At first I wasn't feeling that bumper, but with a matching color bowtie I feel like the front end would be a little more balanced, maybe even if there were fogs or led's in those black holes 

Different looking cruze for sure though! It's nice to have something original to look at once in a while.


----------



## jjducky (Oct 22, 2013)

The hood isn't bad but the bumper is just awful. It just my opinion but it looks oversized for the car. Looks like it may be the beginning of a wide body project.


----------



## rmleloup (Mar 13, 2014)

Any suggestions on alternate merging of tech, etc? Sure it does look a tad wide on that, but was looking to maybe see if the avenger front was just the right fit. I don't want to go huge, but still keep it mostly cruze.


----------



## Expat1983 (Jun 8, 2013)

I don't think he could have picked a worse bumper to try and graft onto a Cruze. That is uglier than a butchers dog.


----------



## Merc6 (Jun 8, 2013)

Bumper would be nice for cooling of the brakes but horrible for CAI in wet climates and auto car washes.


----------



## danielp23 (May 14, 2013)

Looks like a Lexus GS F sport front bumper, funky to say the least and definitely not feeling the hood, to each their own.


----------



## Merc6 (Jun 8, 2013)

Maybe on a BGM or darker color Cruze the hood would pass.
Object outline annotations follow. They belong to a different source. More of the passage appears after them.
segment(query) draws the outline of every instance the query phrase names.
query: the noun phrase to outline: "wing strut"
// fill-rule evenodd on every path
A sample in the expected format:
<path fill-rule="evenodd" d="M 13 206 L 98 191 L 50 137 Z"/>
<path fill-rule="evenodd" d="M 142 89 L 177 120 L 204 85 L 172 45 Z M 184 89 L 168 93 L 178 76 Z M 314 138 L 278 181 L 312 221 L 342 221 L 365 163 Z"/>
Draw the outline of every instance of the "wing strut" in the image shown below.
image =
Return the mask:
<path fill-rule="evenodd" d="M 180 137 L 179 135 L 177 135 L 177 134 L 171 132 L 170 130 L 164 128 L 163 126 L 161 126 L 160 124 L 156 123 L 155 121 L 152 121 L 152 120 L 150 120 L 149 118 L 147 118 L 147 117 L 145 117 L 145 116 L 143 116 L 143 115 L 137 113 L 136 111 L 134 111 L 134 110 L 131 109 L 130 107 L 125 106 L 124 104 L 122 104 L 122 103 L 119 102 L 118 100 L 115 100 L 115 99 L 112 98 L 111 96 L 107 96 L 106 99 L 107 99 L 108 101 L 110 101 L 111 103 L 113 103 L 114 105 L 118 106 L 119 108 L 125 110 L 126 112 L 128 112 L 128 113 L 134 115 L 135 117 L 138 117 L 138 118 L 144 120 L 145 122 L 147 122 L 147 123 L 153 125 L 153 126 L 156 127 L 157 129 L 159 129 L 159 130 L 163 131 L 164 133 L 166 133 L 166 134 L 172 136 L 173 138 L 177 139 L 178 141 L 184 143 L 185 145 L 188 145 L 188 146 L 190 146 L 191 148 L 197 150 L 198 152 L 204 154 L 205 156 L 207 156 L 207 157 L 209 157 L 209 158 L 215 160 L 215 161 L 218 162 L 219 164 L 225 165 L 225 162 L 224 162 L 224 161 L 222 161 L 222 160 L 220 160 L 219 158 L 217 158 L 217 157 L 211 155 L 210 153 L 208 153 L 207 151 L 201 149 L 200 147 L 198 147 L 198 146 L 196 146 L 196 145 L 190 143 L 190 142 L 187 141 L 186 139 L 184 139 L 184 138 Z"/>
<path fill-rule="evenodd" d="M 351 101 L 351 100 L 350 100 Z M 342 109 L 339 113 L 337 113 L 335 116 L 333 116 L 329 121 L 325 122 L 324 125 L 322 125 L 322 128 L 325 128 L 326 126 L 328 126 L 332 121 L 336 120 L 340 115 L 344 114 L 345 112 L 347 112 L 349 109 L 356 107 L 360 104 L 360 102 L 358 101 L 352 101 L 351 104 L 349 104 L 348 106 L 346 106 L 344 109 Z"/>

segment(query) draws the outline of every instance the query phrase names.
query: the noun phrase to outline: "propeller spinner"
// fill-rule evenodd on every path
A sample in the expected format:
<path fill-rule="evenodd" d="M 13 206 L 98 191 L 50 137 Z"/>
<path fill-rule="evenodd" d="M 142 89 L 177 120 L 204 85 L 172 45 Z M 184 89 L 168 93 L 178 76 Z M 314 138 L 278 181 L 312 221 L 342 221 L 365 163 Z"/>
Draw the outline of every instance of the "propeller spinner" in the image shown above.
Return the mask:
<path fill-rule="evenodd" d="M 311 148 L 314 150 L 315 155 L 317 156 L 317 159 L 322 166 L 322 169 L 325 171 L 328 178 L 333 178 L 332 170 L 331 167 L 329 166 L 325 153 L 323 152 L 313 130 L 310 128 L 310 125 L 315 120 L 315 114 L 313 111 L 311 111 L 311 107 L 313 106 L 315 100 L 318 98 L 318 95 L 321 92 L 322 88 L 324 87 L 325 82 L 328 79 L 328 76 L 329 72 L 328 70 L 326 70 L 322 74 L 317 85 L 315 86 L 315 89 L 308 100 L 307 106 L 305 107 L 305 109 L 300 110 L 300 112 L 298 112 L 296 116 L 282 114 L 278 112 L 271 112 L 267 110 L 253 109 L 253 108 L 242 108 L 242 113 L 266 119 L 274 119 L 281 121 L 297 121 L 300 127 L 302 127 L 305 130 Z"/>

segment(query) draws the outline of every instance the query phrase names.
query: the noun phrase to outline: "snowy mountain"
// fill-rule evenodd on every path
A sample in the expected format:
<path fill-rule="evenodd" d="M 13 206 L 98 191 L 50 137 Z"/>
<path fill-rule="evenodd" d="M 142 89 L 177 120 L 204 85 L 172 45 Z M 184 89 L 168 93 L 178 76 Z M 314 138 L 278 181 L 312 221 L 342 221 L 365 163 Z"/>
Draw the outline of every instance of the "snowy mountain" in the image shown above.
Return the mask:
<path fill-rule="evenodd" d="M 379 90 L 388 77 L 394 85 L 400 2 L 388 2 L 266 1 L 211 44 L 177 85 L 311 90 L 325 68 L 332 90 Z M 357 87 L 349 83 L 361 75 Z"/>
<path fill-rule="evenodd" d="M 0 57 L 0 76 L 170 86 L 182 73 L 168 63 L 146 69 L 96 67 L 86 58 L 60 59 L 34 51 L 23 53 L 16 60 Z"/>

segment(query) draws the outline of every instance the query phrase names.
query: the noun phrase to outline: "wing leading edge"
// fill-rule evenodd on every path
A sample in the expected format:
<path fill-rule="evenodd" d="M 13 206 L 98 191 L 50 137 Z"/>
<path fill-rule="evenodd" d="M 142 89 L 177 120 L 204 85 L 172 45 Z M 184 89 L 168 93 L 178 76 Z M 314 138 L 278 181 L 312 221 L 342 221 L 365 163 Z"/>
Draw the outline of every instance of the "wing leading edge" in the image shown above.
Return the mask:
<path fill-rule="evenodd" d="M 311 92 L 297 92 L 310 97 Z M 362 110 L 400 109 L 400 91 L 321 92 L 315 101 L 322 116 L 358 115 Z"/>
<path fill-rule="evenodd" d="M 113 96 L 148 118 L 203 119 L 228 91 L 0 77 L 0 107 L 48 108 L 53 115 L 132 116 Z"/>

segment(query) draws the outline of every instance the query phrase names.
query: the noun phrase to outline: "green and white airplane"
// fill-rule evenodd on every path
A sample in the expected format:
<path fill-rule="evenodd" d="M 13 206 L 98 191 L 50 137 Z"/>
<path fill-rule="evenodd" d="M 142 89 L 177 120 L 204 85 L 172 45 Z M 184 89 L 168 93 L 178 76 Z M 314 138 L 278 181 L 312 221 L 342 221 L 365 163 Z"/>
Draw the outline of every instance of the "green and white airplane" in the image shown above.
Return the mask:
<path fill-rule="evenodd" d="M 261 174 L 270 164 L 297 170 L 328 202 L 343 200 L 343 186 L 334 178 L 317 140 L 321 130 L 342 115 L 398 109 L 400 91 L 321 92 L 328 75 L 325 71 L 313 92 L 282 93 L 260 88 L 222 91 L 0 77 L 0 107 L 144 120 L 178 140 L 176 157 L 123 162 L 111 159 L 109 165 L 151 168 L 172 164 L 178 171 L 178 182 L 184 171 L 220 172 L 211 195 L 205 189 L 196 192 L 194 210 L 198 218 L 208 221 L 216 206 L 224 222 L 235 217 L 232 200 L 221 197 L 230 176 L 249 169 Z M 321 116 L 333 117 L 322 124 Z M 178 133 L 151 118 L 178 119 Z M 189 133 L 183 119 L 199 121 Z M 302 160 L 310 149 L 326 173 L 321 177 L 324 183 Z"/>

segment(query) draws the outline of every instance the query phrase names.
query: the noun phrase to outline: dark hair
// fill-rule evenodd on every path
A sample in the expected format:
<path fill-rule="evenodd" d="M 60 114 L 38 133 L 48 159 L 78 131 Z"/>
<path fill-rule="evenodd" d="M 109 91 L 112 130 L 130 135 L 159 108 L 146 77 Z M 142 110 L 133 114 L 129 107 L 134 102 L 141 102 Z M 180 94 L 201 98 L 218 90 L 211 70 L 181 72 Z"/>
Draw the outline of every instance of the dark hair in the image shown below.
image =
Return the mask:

The painted areas around the mesh openings kinda ruins it and should have been painted black as well.


*Ninja edits* Nah that didn't make it better either ...


----------



## rmleloup (Mar 13, 2014)

What other bumpers would anyone else suggest? (Looking for optimal airflow, smooth car washes without damaging anything, etc). But still have a mean ish look as I don't know what to do in this sense.


----------